Advances in technology, including the prevalence of smart phones and other portable recording devices, have meant that it is cheaper and easier than ever for employees to record meetings without the knowledge of other attendees.
Employees do not have a legal right to record internal meetings. Therefore employees may wish to surreptitiously record disciplinary and grievance meetings, performance meetings and even “one to ones”. They may do this to gather evidence of ill treatment, proof of unfairness (such as evidence of a predetermined decision to dismiss made outside of a disciplinary procedure) or even to show clearly discriminatory attitudes.
If a recording suggests serious wrong doing such as bullying or harassment the employer is required to consider and act on this evidence, even if it was obtained without permission or in breach of company policy. This is because it may have been difficult for the employee to gather such evidence through other methods. Therefore they may have felt they had no other option but to use covert recordings.
Before commencing disciplinary proceedings against an employee who has secretly recorded a meeting it is important for an employer to determine the facts of the case and conduct a proper investigation. Points to consider would include the employee’s reason for making a recording and if they have expressly been told not to make such recordings. If there is a clear policy prohibiting recordings which indicates that dismissal is a possible disciplinary sanction then an employer should be in a stronger position to take disciplinary action.
Covert recordings will be admitted as evidence in tribunals at its discretion. Increasingly however, if the evidence is relevant to an issue between the parties, the tribunal will generally hear it.
Some employers have tried to put forward breach of human rights arguments to prevent the admission of covert recordings as evidence. However it would need to be shown that the relevant HR Manager’s right to private or family life was being interfered with and this is unlikely in an internal meeting.
The tribunal will normally require the recording to be submitted as a transcript with a copy of the recording made available to both the tribunal and the employer.
Case law draws a distinction between the “open” and “private” sections of a procedure. Different considerations tend to apply at a “hearing” (where the subject employee is normally present), and the private deliberations of the panel (which may take place after the employee has left the room, perhaps without removing their belongings).
Tribunals are generally more willing to admit recordings of meetings where the employee was present as it is accepted that panel members should be able to conduct a full and frank discussion on the basis that these discussions remain private. However if covert recordings of private deliberations show evidence of discrimination then tribunals may well admit this evidence.
In Chairman and Governors of Amwell View School v Dogherty, UKEAT/0243/06 the EAT decided that whilst a covert recording of a disciplinary hearing could be admitted, the subsequent recording of the panel’s private deliberations could not.
In Vaughan v London Borough of Lewisham and others, UKEAT/0534/12 the claimant tried to introduce 39 hours of secret recordings of interactions between herself, managers and colleagues. This was unsupported by a transcript or clear detail of the content of the recording. The tribunal did not admit this evidence because they were unable to evaluate if it was relevant to the issues of the proceedings. On appeal the EAT upheld the tribunal’s decision but noted the outcome may be different if a more focused application had been made. They also commented that covert recordings were “very distasteful”.

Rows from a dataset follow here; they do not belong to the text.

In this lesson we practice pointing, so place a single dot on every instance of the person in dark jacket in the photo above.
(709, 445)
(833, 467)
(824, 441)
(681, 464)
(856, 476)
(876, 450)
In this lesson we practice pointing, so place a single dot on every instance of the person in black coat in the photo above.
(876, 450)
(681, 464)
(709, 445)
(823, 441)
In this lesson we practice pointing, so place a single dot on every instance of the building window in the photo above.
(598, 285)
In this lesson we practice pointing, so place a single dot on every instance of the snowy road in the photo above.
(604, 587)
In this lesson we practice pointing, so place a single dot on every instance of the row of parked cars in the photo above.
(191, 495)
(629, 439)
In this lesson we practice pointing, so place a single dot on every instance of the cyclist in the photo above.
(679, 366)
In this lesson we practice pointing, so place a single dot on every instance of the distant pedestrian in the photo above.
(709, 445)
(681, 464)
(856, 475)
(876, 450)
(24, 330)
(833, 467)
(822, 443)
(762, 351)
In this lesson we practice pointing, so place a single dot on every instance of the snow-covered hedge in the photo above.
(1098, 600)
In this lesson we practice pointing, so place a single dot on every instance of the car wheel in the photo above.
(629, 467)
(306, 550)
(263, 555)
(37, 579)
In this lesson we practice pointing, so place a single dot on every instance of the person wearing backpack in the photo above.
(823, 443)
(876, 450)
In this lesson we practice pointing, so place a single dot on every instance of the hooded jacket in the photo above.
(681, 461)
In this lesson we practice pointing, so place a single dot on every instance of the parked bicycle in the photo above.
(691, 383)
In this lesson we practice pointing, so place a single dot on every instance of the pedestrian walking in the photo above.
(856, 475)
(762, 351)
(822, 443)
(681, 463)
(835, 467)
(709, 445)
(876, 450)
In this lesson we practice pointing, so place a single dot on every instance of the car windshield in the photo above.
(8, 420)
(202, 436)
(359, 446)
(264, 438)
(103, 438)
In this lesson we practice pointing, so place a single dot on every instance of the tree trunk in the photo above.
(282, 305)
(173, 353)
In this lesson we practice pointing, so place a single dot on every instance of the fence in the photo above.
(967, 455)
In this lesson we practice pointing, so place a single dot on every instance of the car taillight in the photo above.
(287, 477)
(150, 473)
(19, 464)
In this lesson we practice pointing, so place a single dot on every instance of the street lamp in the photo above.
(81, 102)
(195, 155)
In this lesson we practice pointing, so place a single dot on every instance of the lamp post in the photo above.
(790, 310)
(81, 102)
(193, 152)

In Punjab National Bank (International) Limited and others v Gosain UKEAT/0003/14, the claimant alleged sexual harassment, sex discrimination and constructive unfair dismissal. She had secret recordings of the disciplinary and grievance hearing, including the panel deliberations. She obtained the recording of the panel deliberations by leaving a tape recorder in her coat when she left the room. The private deliberations included comments:
- That the managing director had directed dismissal;
- That key issues in the grievance would be deliberately skipped;
- From the chair of the disciplinary hearing of a derogatory and sexually offensive nature about the claimant’s relationship with another employee.
The whole recording, including the recording of the private panel deliberation was ruled admissible even though the remarks did not directly relate to the matters under consideration by the panel.
Case law seems to show an increasing willingness by Tribunals to allow covert recordings if properly introduced into proceedings.
What does this mean for you or your business?
- Employees have no legal right to record meetings.
- Taking disciplinary action because an employee has made a secret recording could amount to victimisation under the Equality Act 2010 if the recording was made to provide evidence of discrimination.
- Covert recordings may be (and increasingly are) admissible in employment tribunal proceedings
What do you need to be doing now?
- Ensure you have a policy on recording meetings, and if it is your policy to not allow it, communicate it to employees in writing, for example in the staff handbook. Set out the consequences of any breach.
- Ask employees at the start of any meetings / hearings to confirm that they are not recording.
- Don’t say anything in a meeting that you would not want an employment tribunal to hear.
- Be very careful with any other conversations taking place around the hearing like panel deliberations or comments during a break. Ensure managers do not “let off steam” or make inappropriate comments.
- Keep a confidential note of the rationale behind decision making for use as evidence if a future allegation is made.
These notes have been prepared for the purpose of an article only. They should not be regarded as a substitute for taking legal advice.